Other classes defined in bracketup.js which are relevant to implementing application-specific markup languages are:
- BracketupCompiler constructed with a map of function names to constructor functions, this object compiles elements into the application-specific objects
- Document this is a wrapper for the browser document object which provides two convenience methods
for creating DOM nodes:
- addTextNode(dom, text) which adds a text node to a DOM element.
- createNode(tag,options) which creates a DOM element with the given tag, and the following options:
- parent the parent DOM element to append the new DOM element onto
- className the CSS class name
- attributes a map of attributes to set as attribute values on the DOM element
- text text for a text node to be added to the DOM element
- Bold, Italic, Link - classes representing HTML nodes of type <b>, <i> and <a> respectively.
- HrefAttribute - an object which, as a child element of a Link object, sets the href attribute of the <a> element.
Other classes defined in bracketup.js are, by category:
- SourceFileName representation of the name of a source file (which may be a URL, or an id of a DOM element within HTML source, or whatever)

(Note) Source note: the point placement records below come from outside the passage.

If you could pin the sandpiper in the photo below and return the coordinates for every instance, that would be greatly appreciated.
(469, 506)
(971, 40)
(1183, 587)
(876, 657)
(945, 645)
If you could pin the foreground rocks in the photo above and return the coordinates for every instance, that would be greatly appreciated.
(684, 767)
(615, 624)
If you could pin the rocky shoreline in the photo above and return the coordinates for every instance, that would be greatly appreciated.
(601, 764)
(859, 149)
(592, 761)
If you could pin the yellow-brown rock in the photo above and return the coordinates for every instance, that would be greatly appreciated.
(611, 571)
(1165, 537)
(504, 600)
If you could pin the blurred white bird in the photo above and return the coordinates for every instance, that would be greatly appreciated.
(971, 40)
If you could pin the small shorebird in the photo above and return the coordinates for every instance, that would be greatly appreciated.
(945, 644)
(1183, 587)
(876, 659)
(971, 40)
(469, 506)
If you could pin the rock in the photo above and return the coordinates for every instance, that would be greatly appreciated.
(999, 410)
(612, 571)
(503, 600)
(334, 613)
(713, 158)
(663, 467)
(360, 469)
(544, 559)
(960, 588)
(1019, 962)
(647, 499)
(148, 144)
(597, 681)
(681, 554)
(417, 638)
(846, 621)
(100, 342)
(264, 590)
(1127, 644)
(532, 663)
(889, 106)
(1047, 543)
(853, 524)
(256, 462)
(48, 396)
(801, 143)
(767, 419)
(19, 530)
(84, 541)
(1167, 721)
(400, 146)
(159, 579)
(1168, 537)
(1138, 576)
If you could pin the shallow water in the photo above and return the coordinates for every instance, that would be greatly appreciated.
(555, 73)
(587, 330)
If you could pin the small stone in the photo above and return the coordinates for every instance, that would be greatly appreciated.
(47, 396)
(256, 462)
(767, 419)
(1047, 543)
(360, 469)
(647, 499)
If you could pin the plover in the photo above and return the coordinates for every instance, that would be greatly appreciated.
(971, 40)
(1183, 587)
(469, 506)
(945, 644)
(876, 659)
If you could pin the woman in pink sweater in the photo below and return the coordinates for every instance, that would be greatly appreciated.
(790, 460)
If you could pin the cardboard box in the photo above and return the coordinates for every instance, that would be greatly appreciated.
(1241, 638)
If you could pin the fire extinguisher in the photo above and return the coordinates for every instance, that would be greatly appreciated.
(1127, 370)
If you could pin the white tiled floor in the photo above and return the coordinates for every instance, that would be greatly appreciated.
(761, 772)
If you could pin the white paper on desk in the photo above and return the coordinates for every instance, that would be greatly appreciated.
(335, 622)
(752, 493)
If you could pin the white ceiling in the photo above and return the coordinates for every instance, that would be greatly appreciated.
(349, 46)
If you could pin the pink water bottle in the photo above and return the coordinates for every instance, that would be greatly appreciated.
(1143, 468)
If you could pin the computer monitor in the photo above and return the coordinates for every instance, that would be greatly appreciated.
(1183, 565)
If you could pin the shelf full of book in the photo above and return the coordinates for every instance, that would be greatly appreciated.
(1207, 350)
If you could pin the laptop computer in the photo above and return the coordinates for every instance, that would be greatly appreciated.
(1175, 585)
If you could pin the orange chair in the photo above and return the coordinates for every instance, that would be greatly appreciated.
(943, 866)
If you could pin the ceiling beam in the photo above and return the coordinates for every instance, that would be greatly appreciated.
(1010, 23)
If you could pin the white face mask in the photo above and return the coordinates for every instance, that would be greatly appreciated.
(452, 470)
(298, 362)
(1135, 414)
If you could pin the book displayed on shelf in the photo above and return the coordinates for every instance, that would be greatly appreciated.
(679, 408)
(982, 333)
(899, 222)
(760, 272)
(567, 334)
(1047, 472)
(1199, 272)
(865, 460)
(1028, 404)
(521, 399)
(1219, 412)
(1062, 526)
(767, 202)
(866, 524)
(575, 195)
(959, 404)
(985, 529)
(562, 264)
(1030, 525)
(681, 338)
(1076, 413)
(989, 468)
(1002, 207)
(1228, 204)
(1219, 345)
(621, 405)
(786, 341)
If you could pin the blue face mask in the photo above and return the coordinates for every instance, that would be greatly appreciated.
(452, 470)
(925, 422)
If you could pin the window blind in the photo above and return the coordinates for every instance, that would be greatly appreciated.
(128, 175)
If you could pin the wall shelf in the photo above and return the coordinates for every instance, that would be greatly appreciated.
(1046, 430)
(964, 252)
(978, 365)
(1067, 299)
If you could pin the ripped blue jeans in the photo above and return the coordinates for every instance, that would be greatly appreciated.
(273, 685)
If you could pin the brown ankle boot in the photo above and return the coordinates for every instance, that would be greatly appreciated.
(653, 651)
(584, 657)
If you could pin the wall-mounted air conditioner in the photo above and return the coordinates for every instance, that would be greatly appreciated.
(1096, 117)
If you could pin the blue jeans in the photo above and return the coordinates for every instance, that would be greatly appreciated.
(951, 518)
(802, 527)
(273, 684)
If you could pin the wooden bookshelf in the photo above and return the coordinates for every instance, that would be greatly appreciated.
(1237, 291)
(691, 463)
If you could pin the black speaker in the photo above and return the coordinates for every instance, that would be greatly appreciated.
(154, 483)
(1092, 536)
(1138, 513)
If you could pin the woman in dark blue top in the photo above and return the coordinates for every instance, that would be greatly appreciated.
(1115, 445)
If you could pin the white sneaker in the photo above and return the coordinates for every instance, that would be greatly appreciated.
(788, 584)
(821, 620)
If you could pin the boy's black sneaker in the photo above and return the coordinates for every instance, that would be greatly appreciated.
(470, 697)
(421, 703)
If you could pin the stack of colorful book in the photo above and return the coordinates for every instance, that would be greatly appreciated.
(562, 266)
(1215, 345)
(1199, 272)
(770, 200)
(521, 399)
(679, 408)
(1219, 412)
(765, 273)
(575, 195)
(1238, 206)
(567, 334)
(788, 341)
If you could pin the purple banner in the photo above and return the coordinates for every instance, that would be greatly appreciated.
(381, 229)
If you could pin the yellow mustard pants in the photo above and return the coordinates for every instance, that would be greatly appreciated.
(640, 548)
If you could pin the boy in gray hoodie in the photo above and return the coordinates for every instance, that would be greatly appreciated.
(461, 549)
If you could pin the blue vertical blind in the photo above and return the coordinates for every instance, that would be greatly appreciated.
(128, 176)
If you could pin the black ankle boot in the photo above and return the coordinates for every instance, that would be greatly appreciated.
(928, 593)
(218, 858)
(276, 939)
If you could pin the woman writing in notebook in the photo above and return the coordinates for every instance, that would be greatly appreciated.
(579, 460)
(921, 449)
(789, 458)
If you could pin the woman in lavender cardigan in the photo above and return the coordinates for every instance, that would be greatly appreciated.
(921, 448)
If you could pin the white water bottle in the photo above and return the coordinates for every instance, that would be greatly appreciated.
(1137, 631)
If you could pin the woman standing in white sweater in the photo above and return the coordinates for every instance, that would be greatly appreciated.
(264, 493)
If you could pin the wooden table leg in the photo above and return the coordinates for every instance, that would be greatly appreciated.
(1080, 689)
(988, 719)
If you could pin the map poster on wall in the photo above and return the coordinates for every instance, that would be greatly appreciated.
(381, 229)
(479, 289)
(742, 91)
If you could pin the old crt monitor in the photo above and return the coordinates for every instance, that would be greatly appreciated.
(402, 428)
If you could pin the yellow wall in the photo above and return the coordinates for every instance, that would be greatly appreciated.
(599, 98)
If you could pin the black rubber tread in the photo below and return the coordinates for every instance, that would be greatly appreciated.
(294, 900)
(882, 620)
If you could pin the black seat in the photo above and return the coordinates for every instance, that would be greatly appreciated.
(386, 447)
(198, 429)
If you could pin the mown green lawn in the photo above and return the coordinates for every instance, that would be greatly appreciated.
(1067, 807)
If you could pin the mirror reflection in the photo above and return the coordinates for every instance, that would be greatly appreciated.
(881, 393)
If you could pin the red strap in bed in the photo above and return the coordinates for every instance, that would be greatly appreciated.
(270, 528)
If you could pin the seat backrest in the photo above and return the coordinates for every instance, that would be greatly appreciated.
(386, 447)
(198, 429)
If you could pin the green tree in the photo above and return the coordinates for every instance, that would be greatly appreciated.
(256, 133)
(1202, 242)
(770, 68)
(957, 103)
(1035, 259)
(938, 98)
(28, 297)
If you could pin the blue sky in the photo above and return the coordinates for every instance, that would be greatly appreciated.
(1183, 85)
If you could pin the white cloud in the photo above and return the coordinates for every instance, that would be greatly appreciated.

- EndOfSourceFilePosition representation of the end of a source file, for errors where source code is missing closing brackets
- SourceLine representation of a line of source code and its location
- SourceLinePosition representation of a specific character position within a line of source code
- TextNode plain text, as parsed, with associated source location information.
- EndOfLineNode end of a line, as parsed, with associated source location information ( bracketup.js parses source line-by-line, so line endings are parsed separately from other plain text, and implementation objects can easily give special treatment to line endings).
- ElementNode an element, as parsed, with associated source location information.
CustomError a base class that supports defining specific custom error classes that can have source location information added to them.
NodeParseException an exception when parsing the bracketup markup.
CompileError base class for errors that occur when compiling (i.e. when interpreting parsed elements).
Scanning and Compiling
- NodeParser the object which receives tokens from BracketupScanner and compiles them into elements.
- NodeCompiler the object which, given a function-to-constructor map, compiles a parsed element into an application-specific object.
- TestTokenReceiver a test object which receives tokens from BracketupScanner and displays them in a readable fasion.